(a previous version of this post was removed because of a missing tag. I am sorry for this and hope to have fixed it. A message would have been nice, though since i can't add tags afterwards)
//Edit: ES=Evolution Strategies, RL=Reinforcement Learning
Since people recognized that ES can solve RL-tasks, which the ES community knew more than 10 years ago, we have a crazy amount of RL algorithms based on ES. However, the ML/RL field is not looking at what the ES community is doing, but is basically repeating the same mistake the community did more than 20 years ago. The OpenAI paper would not pass any review in an ES track at GECCO because the algorithm would not be even considered a valid baseline anymore. While it is okay for the first paper reintroducing this to not know stuff, it is not okay for the follow-up work. This ignorance of SOTA in the field while knowing that the field exists is worrying.
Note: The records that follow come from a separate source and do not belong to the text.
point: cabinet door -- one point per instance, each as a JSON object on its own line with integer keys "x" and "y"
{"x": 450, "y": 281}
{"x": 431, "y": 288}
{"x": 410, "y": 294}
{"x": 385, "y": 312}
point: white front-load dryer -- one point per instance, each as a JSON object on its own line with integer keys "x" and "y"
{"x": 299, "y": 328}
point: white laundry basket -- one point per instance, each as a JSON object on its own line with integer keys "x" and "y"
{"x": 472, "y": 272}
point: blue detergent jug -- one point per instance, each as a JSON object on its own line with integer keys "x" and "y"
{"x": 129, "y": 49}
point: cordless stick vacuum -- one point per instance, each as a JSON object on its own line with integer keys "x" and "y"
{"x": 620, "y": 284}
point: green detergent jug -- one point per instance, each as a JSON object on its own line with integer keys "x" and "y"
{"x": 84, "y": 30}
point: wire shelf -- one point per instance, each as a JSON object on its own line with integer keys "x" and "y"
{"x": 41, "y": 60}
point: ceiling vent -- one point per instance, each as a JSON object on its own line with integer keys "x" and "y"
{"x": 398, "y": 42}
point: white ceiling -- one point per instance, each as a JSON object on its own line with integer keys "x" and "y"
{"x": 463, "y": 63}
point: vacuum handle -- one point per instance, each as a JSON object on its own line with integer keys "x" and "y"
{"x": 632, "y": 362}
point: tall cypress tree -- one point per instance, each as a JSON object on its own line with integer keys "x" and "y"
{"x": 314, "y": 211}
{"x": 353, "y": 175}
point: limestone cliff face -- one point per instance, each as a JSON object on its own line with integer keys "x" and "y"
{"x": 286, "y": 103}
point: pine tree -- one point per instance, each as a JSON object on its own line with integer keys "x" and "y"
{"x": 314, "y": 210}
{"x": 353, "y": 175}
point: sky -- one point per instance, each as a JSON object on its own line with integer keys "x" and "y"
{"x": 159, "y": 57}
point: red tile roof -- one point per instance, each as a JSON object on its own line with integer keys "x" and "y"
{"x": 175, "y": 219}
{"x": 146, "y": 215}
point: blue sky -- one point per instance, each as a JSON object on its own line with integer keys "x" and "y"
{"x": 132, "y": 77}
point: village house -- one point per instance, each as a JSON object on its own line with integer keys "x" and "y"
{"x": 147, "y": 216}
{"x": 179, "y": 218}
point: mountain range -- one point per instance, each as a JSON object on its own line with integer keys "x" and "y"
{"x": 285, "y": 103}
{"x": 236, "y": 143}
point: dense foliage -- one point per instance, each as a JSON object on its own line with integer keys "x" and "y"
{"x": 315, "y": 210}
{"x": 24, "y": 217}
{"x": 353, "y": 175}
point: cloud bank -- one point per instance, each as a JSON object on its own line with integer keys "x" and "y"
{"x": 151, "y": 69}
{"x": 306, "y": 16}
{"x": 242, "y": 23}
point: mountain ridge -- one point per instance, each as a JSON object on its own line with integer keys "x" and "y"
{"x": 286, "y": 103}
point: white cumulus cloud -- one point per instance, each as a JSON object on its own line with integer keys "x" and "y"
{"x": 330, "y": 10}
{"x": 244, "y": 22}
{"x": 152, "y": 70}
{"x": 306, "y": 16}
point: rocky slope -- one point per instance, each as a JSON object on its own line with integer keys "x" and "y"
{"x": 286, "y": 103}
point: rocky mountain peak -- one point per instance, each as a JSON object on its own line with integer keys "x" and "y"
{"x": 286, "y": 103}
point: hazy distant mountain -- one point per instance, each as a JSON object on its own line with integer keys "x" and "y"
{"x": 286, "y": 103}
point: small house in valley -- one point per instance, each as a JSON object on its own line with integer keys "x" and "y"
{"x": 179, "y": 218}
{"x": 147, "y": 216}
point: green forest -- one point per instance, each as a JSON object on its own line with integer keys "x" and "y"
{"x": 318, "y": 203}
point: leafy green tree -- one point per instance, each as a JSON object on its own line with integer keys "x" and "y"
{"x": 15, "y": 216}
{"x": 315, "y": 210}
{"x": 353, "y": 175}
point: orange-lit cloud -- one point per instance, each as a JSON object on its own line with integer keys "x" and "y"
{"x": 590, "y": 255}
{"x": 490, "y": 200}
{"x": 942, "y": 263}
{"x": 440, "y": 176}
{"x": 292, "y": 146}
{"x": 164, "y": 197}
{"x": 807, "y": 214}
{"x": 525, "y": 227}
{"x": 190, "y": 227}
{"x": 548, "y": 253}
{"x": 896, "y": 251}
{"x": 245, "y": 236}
To make this a bit more productive, here are a few references:
1.most importantly The original ES-based RL paper:
Heidrich-Meisner, Verena, and Christian Igel. "Neuroevolution strategies for episodic reinforcement learning." Journal of Algorithms 64.4 (2009): 152-168.
2. CMA-ES and NES
Hansen, N., Müller, S. D., & Koumoutsakos, P. (2003). Reducing the time complexity of the derandomized evolution strategy with covariance matrix adaptation (CMA-ES). Evolutionary computation, 11(1), 1-18.
Krause, O., Arbonès, D. R., & Igel, C. (2016). CMA-ES with optimal covariance update and storage complexity. In Advances in Neural Information Processing Systems (pp. 370-378).